Übrigens auch über den Weblink "Einzelhefte" auf der Homepage. 

Grüße


----------



## Alexander Groß (12. Juli 2008)

Lunam hat gesagt.:


> und auf ihrer Homepage gibt es nur Heft 05/08.



Dann wird er/sie wohl nicht "alle" Hefte nachbestellen können 


Alex


----------



## Markus Kolletzky (12. Juli 2008)

Also ich finde dort alle Hefte zum nachbestellen. 
Einzig 2/03 ist derzeit nicht lieferbar, aber das kann sich ja in Zukunft ändern.


----------



## Lunam (12. Juli 2008)

Also ich sah da das 2/03 ausverkauft is und 1/03 gar nicht aufgelistet wird.

Drum frag ich ja ^^'

8/05 könnt ich da zwar bestellen aber ich würde auch 1/03 und 2/03 suchen und das gibt es da leider nicht mehr.


----------



## Lunam (12. Dezember 2008)

Weiß sonst jemand wos die noch gibt oder verkauft die zufällig jemand?


----------



## Markus Kolletzky (12. Dezember 2008)

Hi Lunam,

auf ebay werden gerade die beiden ersten Magazine verkauft. Vielleicht hast du ja Glück.
Ansonsten kannst du dich ja auch mal direkt an den Verlag wenden, ob sie nicht doch 
noch ein paar Magazine im Archiv haben.


----------



## Lunam (14. Dezember 2008)

Das sind band 1 und 2 von 08 ich suche aber die ersten beiden von 2003

Naja wenn sie sie nicht zum verkauf anbieten glaub ich nicht das sie da noch welche auf lager haben =/


----------



## Alexander Groß (14. Dezember 2008)

Ich frag mal nach einer pdf für dich.


Alex


----------



## Alexander Groß (17. Dezember 2008)

Update

Ich habe für dich nachgefragt. Antwort:

_Heft 2 ist noch erhältlich (einfach beim VVA-Aboservice anrufen)_


Nr. 1 ist aber nicht mehr über den Verlag zu bekommen


Gruß

Alex


----------



## Lunam (22. Dezember 2008)

oh ok

falls jemand seine Hefte verkaufen will einfach melden =)
Oder irgendwo eine andere seite außer ebay kennt (wo die leider nicht angeboten werden seid einigen monaten <<) kann es mir ebenfalls mitteilen =)


----------



## Lunam (13. März 2009)

Weiß sonst noch jemand wo man die hefte herbkommt außer ebay und docma seite?

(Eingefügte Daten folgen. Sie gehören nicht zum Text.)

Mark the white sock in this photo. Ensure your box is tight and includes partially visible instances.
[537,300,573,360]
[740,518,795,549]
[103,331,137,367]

den bei docma gibts nur noch 3/03  von 2003

Suche immer noch 1/03, 2/03, 8/05


----------



## Stefan_1983 (30. März 2009)

Ich habe heft  08/2005; wenn Interesse besteht, einfach zurückschreiben oder an stefan.lindecke@gmx.de. Gebraucht aber in gutem Zustand!

Gruß, Stefan


----------



## Stefan_1983 (30. März 2009)

Ach, und falls noch jemand Interesse hat an Heft 05, 07, 08, 10, 11,12 (2 mal),13,14,16,17, 18, 21 oder 23: einfach melden. Sind alle noch in gutem Zustand und gut lesbar!


----------



## Lunam (26. April 2010)

ich suche die Hefte leider immer noch


----------



## akrite (27. April 2010)

...nur zur Klarheit, 1=Auswählen, 2=Farbkorrektur und 8=Ebenen ? Ich frag nur, weil die Jahreszahlen nicht so ganz hinkommen, mit den Infos, die ich habe ...


----------